Abstract
In this article, we elaborate some empirical stylized facts of eight emerging stock markets for estimating one-day- and one-week-ahead Value-at-Risk (VaR) in the case of both short- and long-trading positions. We model the emerging equity market returns via APARCH, FIGARCH, and FIAPARCH models under Student-t and skewed Student-t innovations. The FIAPARCH models under skewed Student-t distribution provide the best fit for all the equity market returns. Furthermore, we model the daily and one-week-ahead market risks with the conditional volatilities generated from the FIAPARCH models and document that the skewed Student-t distribution yields the best results in predicting one-day-ahead VaR forecasts for all the stock markets. The results also reveal that the prediction power of the models deteriorate for longer forecasting horizons.
Notes
1. The stock markets are BOVESPA, RTSI, SENSEX, SHANGHAI, IPC, JAKARTA, KOSPI and BIST composite indices for Brazil, Russia, India, China, Mexico, Indonesia, South.Korea, and Turkey, respectively.
2. For mathematical and technical details, see Ng and Perron (Citation2001).
3. Since the GPH test is very sensitive to the choice of bandwidth selection, we estimate the test with diverse bandwidths: m = T0.5, m = T0.6, m = T0.8.
4. We investigate the combinations of p = 1, 2, 3… and q = 1, 2, 3 … for all of the models. However, according to the information criteria (SIC) and log likelihood values, the models with lags, p = 1 and q = 1 outperform those with higher lag orders.

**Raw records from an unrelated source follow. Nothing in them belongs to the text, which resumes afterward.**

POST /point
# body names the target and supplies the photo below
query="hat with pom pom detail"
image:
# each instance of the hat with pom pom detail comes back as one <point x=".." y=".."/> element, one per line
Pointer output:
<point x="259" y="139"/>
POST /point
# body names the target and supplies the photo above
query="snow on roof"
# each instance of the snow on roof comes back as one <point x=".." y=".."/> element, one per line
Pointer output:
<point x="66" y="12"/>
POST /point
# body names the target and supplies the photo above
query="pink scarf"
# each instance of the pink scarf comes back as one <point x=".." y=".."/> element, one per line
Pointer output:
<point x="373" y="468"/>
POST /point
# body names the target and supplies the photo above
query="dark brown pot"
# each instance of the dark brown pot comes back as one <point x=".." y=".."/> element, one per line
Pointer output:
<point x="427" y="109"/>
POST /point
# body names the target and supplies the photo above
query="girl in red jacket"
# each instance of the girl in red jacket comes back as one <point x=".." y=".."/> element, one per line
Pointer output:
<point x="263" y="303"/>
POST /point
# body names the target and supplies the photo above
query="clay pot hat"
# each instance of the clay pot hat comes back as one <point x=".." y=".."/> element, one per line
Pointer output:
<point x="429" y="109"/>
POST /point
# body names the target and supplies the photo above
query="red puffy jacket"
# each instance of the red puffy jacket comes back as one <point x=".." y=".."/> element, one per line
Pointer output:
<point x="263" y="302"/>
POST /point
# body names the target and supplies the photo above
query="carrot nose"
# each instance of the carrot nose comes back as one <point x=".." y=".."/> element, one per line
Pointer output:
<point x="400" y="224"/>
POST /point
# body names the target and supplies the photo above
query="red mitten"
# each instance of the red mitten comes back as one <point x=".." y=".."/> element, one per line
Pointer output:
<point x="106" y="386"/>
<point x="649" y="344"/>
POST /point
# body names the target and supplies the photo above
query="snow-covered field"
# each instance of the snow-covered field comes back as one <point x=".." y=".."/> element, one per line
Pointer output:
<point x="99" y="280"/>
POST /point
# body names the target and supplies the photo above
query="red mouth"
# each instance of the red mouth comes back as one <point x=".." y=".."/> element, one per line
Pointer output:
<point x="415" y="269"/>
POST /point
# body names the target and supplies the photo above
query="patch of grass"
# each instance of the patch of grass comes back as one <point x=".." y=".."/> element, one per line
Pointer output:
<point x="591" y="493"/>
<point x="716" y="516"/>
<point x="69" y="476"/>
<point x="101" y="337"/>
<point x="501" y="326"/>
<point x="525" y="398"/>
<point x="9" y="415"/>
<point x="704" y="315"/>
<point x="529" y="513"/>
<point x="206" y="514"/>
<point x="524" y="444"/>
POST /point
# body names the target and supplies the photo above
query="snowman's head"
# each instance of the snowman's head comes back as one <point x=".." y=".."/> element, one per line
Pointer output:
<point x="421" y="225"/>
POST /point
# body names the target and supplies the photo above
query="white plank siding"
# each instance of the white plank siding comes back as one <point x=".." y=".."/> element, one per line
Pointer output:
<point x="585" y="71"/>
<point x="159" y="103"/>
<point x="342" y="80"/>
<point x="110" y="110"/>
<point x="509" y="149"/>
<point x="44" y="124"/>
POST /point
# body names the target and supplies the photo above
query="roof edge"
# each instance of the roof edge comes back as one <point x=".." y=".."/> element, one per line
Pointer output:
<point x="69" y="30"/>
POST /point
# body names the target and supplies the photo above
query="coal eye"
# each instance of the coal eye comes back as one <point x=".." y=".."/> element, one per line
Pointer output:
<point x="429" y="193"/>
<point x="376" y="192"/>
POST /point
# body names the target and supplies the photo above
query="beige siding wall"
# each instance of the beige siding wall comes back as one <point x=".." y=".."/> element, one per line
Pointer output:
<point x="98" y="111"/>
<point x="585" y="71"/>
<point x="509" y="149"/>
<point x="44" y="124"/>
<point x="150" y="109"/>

5. As indicated in section 3.2, we use the last 500 observations for the out-of-sample VaR forecasting.
6. The null hypothesis of the Ljung-Box test imply no serial correlation and the null hypothesis of ARCH LM test is the absence of remaining ARCH effects in a model’s residuals. Hence, in the case of an insignificant value of the tests, the null hypotheses are not rejected.
7. RBD is the residual based diagnostic test for conditional heteroscedasticity, having the null hypothesis of model adequacy.
8. For the VaR estimation, we contemplate RiskMetrics and several short memory GARCH-class models. However, these models do not provide better results. The findings are available upon request.
9. We thank an anonymous referee for his valuable suggestion of longer horizon forecasting.
10. As backtesting procedures, we also analyze Kupiec and DQ tests for the in-sample analyses. The results point out the superiority of the FIAPARCH model under skewed Student-t errors. To conserve space, we do not display the results here, but they are available upon request.
11. As an alternative test, we could consider the Christoffersen test (Citation1998). However, the DQ test simultaneously examines whether the proportion of violations are at the expected rate and these violations are not serially correlated. For this reason, we employ the DQ test.
12. We also estimate two week-ahead (ten trading days) forecasts. Based on Kupiec tests, the number of violations are higher and DQ test results indicate more serially correlated exceptions. To conserve space, we do not present the associated results and they are available upon request.
13. They report that GARCH-type models are more powerful in forecasting for short horizons.